The GM "Defective Door Latch" Case
Why An Alabama Jury Hit General Motors with Punitive Damages
The Lowndes County, Alabama, jury that assessed $100 million in punitive damages against the General Motors Corporation on Monday, June 3, 1996, for selling vehicles with dangerously defective door latches did so only after it learned that:
at least 112 people have been killed or injured when the "type III" door latches on GM vehicles failed, resulting in occupants being ejected from the vehicles;
GM's own engineers reported in the 1980s that the performance of the type III door latch was a "problem," "substandard," and "unacceptable," and that the door latch even failed GM's own crash tests;
a 1982 study by a GM engineer concluded that there would be 18,000 door openings each year in wrecks involving GM vehicles equipped with type III door latches;
after it considered -- and rejected -- a recall, GM documents indicate that it destroyed its entire inventory of type III door latches;
GM deliberately chose not to recall and fix the defective door latches because company documents reveal that GM thought a recall would cost too much -- about $916 million; and
GM routinely settled defective door latch cases until 1994, which is when an eight-year statute of limitations expired, preventing the federal government from ordering a recall of the more than 30 million GM cars still on the road with type III door latches. GM told The Wall Street Journal that the timing was "pure coincidence."
The Alabama verdict came in the case brought by Alex Hardy and his wife, Thelma. As a result of an August 3, 1991, accident, Mr. Hardy was permanently paralyzed below the waist and confined to a wheelchair for life. Mr. Hardy, now 42, was driving his 1987 S-10 Chevrolet Blazer when the rear axle of the vehicle broke, causing it to rollover. Mr. Hardy was ejected from the vehicle during the rollover when the driver's side door came open due to a defective door latch.

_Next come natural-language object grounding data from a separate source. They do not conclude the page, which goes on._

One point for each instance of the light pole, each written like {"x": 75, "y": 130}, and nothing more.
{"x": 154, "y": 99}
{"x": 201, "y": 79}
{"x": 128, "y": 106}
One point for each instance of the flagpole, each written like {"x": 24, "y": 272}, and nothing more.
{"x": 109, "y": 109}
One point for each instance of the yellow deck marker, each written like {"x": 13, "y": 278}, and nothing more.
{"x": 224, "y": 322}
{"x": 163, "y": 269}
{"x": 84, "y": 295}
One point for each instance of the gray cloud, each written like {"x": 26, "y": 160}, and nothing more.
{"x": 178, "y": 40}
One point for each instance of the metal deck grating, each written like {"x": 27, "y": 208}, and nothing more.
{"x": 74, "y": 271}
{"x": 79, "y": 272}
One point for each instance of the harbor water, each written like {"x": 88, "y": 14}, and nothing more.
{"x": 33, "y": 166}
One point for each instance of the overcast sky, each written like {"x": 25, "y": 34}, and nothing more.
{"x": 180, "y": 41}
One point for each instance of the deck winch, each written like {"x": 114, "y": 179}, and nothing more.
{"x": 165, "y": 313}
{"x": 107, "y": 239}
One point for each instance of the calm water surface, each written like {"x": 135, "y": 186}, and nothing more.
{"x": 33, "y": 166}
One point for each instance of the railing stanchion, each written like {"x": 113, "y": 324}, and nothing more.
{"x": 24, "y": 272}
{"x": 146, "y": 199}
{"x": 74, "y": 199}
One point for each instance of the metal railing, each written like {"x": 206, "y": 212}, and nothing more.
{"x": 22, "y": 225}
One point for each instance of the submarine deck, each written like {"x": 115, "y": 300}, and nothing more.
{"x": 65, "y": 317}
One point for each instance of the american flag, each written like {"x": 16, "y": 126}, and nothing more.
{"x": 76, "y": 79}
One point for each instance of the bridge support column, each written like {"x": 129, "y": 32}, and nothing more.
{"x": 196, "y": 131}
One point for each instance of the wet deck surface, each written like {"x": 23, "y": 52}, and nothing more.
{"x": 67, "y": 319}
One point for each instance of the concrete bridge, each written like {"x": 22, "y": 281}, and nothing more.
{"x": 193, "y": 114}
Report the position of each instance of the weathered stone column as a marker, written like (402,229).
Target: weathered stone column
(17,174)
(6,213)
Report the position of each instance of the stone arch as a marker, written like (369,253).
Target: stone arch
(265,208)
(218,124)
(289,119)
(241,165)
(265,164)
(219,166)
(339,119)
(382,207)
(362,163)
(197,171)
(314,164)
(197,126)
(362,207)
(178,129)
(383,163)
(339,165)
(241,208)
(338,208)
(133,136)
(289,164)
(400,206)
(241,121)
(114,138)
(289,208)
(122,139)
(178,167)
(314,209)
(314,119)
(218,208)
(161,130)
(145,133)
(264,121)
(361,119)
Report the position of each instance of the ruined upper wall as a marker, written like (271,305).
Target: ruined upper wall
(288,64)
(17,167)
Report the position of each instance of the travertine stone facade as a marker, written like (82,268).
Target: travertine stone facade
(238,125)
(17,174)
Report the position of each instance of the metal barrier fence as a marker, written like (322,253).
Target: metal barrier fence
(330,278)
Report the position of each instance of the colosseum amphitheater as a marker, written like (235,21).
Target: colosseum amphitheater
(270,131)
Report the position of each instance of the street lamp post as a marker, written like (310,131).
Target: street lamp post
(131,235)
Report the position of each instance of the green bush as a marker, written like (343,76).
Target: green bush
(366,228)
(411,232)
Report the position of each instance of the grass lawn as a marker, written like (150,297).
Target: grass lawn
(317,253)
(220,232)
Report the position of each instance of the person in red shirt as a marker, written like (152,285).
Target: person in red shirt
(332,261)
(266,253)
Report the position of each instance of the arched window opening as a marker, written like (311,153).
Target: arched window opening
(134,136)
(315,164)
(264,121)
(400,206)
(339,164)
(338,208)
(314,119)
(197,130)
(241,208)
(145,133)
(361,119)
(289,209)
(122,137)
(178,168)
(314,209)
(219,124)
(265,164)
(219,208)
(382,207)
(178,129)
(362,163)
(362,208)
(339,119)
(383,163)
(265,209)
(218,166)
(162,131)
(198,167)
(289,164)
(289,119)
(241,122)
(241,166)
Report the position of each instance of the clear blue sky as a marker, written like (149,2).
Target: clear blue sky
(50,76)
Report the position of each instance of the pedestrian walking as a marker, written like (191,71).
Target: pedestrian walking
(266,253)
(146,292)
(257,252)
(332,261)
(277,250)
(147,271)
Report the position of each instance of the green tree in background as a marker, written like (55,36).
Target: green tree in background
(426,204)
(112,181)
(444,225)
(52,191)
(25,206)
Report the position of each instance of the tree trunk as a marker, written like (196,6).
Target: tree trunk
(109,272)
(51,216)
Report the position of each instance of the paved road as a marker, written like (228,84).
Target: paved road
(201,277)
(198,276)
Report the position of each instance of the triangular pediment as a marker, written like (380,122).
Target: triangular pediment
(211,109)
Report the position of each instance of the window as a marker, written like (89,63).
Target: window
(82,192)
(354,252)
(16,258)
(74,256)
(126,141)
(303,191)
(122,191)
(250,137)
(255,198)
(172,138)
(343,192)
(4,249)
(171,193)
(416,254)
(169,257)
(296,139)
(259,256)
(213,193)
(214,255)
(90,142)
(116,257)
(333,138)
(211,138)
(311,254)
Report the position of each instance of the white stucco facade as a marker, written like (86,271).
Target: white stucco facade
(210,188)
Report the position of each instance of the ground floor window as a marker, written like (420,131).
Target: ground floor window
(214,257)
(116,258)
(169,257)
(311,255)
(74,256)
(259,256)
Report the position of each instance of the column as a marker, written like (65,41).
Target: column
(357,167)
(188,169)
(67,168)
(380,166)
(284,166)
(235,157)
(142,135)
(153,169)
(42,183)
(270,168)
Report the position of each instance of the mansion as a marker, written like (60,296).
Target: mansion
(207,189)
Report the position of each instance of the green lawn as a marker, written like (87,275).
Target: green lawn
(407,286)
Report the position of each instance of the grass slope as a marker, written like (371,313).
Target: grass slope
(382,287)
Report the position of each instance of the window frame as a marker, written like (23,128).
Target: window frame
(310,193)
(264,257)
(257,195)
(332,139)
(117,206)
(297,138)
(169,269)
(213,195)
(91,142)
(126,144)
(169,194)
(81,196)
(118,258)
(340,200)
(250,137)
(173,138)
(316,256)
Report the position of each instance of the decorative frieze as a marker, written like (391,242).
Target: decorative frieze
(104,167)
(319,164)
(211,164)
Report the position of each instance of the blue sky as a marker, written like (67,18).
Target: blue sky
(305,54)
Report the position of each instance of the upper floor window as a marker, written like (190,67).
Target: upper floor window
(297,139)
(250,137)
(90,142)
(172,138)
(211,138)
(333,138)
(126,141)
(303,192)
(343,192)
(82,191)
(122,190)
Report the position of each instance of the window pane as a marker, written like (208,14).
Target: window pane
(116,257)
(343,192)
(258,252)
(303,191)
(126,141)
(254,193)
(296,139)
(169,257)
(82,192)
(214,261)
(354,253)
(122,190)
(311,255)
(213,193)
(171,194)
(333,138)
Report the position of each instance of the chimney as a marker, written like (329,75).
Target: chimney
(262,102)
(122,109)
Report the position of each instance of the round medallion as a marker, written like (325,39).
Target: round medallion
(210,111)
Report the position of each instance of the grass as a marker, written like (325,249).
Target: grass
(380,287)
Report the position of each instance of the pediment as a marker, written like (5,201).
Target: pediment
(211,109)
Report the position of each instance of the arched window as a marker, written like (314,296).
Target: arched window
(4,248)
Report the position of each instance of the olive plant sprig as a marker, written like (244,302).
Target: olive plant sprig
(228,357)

At trial, engineering and forensic experts testified that the door latch had failed and that Mr. Hardy was thrown out of the driver's side door. GM's response was to claim that Mr. Hardy had been "drinking and driving." However, there was no evidence of this. A blood alcohol test conducted after the accident showed no alcohol in Mr. Hardy's blood.
The jury awarded Mr. Hardy and his wife $50 million for past and future health care costs, lost income and to compensate Mr. Hardy because he will never walk again. The jury also assessed $100 million in punitive damages against GM for callously putting millions of Americans at risk of death or serious injury.
GM's own documents reveal that company executives considered in 1989 whether to recall all type III door latches and replace them with modified latches. The company calculated that 30 million GM vehicles were on the road with type III latches, and that 70 million latches would have to be replaced at a cost of $3.09 per latch plus about $10 for labor to replace each latch. Thus, GM determined that a recall would cost $216 million for parts and $700 million for labor.
However, GM instead conducted a "silent" recall, in which it instructed its dealers to replace problematic type III door latches with new modified latches -- but not to tell customers. In 1989, GM spent more than $1.3 million to destroy its inventory of type III latches. Not one witness from GM came to the trial to deny any of the facts revealed by the company's own documents and tests.
Before 1994, GM settled all cases filed against it alleging that the type III door latch was defective and caused injury or death. By settling cases without conducting discovery, GM avoided producing documents or witnesses from which injured Americans could learn the scope of GM's knowledge about the defective door latches. For example, GM settled cases without even deposing experts who were prepared to testify against the company.
By 1994, GM's strategy had become crystal clear. The company knew that under federal regulations, the government could not order a recall if a defective motor vehicle had been sold more than eight years before the government took action. GM sold the last new cars (1987 model vehicles such as Alex Hardy's) with the type III door latches beginning in September 1986. Thus, by settling cases and not revealing documents or crash tests during this eight-year period, GM evaded the Federal Motor Vehicle Safety law and a potential mandatory recall of these defective vehicles.